The Wolverines controlled the meet from the start, winning the first six events. It was a continuation of the strong form they’ve shown all season, capturing the USA Short Course Nationals last month and the Orange Bowl classic a week ago.

The Wolverines’ most impressive event was the 200-yard individual medley, where they took the top four places, led by Clary with a time of 1:49.06 and junior Neal Kennedy, who finished just 22 hundredths of a second behind.

“It’s always fun to race Neal,” Clary said. “He’s a great competitor and much faster than me at the breaststroke and the fly. We’ve been neck-and-neck in that race all year.”

Clary also won the 500-yard freestyle with a time of 4:28.55.

“Tyler swims solid every time,” Michigan coach Mike Bottom said. “We expect that from him, and, truthfully, the world expects that from him.
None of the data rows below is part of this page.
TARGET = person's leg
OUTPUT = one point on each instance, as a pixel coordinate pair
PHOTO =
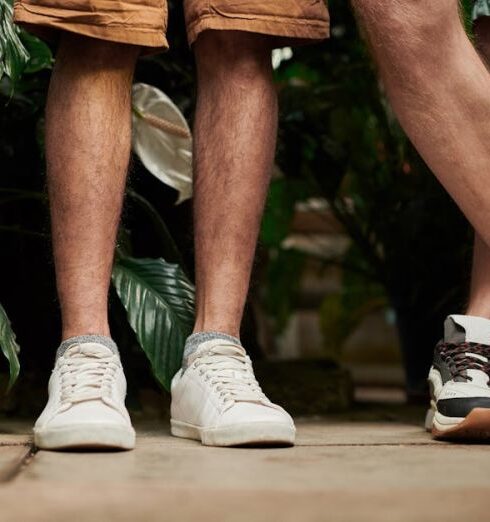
(440, 91)
(87, 150)
(216, 399)
(88, 138)
(235, 139)
(479, 299)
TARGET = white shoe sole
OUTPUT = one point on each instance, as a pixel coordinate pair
(83, 436)
(258, 433)
(475, 426)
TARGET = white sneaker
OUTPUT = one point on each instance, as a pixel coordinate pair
(86, 402)
(218, 401)
(460, 381)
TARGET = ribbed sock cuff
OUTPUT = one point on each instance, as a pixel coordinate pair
(193, 341)
(79, 339)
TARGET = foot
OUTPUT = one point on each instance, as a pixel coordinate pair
(459, 381)
(217, 400)
(86, 402)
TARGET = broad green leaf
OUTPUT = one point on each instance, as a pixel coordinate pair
(9, 346)
(159, 300)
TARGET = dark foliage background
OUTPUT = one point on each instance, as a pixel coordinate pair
(338, 140)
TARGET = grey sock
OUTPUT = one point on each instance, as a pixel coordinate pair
(193, 341)
(99, 339)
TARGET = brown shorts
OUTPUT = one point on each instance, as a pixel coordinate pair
(144, 22)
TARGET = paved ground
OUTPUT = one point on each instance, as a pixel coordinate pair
(360, 467)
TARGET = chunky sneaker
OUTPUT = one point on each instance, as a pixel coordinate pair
(459, 380)
(86, 402)
(217, 400)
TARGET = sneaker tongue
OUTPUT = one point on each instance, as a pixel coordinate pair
(89, 350)
(466, 328)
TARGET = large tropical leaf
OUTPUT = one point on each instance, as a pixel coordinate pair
(159, 300)
(9, 346)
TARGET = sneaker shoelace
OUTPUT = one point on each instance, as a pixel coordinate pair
(465, 356)
(228, 370)
(87, 374)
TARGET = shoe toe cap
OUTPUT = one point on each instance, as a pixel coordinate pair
(87, 413)
(255, 412)
(461, 406)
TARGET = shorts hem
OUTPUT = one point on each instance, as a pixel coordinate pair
(298, 30)
(44, 24)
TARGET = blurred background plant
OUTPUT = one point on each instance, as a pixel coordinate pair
(349, 195)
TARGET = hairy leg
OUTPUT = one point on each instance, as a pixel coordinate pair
(235, 133)
(440, 90)
(479, 301)
(87, 150)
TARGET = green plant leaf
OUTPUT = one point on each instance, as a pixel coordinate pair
(159, 300)
(9, 346)
(13, 55)
(40, 56)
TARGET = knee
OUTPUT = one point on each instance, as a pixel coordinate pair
(412, 23)
(237, 54)
(96, 54)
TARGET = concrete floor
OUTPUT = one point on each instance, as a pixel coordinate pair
(356, 468)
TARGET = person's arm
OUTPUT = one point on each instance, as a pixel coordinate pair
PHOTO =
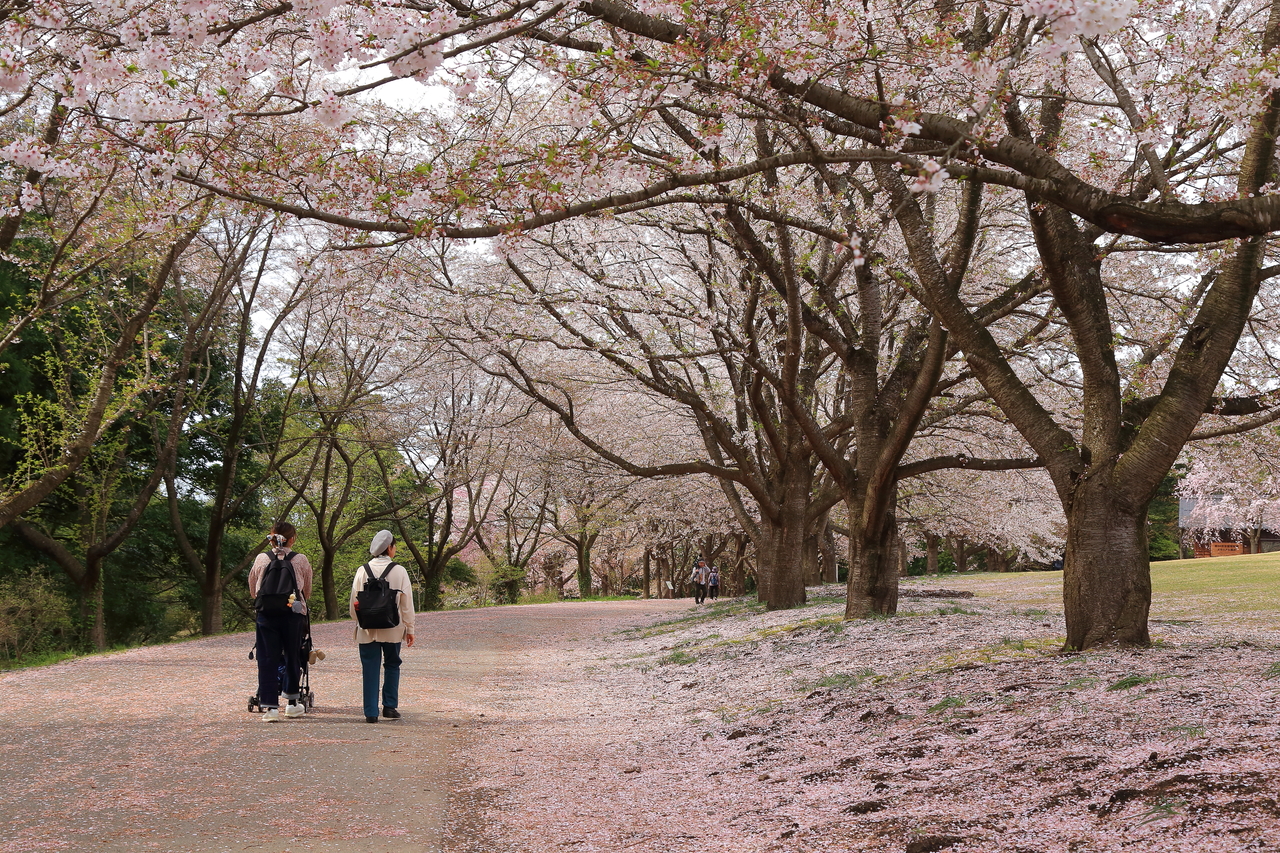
(255, 574)
(305, 574)
(356, 582)
(408, 615)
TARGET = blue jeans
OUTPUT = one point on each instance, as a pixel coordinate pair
(371, 655)
(279, 646)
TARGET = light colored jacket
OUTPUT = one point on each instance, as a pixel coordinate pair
(302, 573)
(398, 579)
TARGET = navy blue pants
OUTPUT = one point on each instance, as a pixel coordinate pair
(370, 656)
(279, 641)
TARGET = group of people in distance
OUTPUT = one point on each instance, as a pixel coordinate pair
(280, 630)
(280, 584)
(705, 580)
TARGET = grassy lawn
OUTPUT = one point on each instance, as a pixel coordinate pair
(1182, 588)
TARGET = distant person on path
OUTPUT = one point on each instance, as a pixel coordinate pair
(702, 575)
(382, 646)
(280, 620)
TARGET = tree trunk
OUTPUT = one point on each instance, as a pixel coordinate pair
(872, 585)
(97, 634)
(830, 570)
(211, 609)
(959, 552)
(781, 571)
(812, 560)
(1106, 580)
(584, 566)
(328, 555)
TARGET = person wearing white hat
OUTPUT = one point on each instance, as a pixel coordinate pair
(380, 647)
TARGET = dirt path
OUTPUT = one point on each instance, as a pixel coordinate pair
(152, 749)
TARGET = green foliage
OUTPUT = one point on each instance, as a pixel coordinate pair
(1134, 680)
(456, 571)
(677, 658)
(844, 680)
(1162, 533)
(946, 703)
(21, 378)
(35, 617)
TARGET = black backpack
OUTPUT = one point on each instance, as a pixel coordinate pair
(278, 583)
(378, 603)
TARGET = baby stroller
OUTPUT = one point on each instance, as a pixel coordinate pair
(307, 657)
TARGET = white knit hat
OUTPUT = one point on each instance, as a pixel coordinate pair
(383, 539)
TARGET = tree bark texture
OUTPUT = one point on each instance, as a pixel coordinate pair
(1106, 580)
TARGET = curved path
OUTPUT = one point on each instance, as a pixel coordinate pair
(154, 749)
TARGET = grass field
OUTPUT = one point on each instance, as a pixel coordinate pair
(1211, 587)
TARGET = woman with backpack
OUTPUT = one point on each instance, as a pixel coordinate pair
(382, 603)
(280, 584)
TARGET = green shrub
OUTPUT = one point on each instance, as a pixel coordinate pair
(35, 617)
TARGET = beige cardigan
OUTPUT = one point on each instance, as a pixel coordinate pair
(302, 573)
(398, 579)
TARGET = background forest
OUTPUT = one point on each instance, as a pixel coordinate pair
(566, 295)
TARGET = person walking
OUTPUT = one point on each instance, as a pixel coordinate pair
(380, 647)
(280, 584)
(702, 575)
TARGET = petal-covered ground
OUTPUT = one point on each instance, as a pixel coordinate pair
(661, 726)
(955, 725)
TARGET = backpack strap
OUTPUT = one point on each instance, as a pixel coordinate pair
(293, 573)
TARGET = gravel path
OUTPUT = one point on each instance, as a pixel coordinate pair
(152, 749)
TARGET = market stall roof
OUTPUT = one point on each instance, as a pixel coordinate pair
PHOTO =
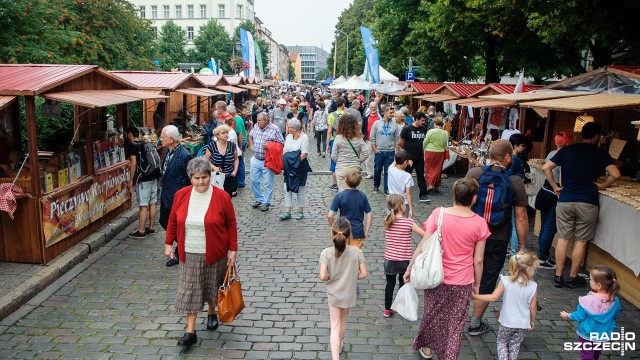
(34, 79)
(535, 95)
(211, 80)
(101, 98)
(436, 97)
(153, 79)
(201, 92)
(425, 87)
(588, 102)
(229, 88)
(6, 100)
(505, 88)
That’s a lot of pressure, but he handles it well.”

Sophomore Dan Madwed joined Clary as a multiple-event winner, grabbing the 200-yard freestyle and the 200-yard butterfly. Michigan dominated several other events as well, winning both relays while grabbing the top three spots in the mile freestyle, among others. Senior co-captains Andre Schultz and Chris Brady each won an event. Schultz took the 200-yard backstroke and Brady won the 50-yard freestyle.

Indiana is often considered a national powerhouse, so its weak performance on Saturday was surprising. Michigan took full advantage of what Bottom called a “rebuilding year” for the Hoosiers.

“I think they came here understanding that we had a much stronger team,” he said. “They redshirted a few of their best swimmers. They’re looking toward beating us in the future instead.”

The Wolverines compete at both the Southern Methodist Classic and a meet with Eastern Michigan next weekend, but their next Big Ten event, a quad at Ohio State, isn’t until the end of the month. Michigan and Ohio State are the favorites to win the Big Ten title, so the meet should be a good indicator of which team will bring home the crown.

“On paper, with the times that (Ohio State) has done, they’d beat us right now,” Bottom said. “It’s in their pool also, so we’re going there with the understanding that it’s going to be tough.”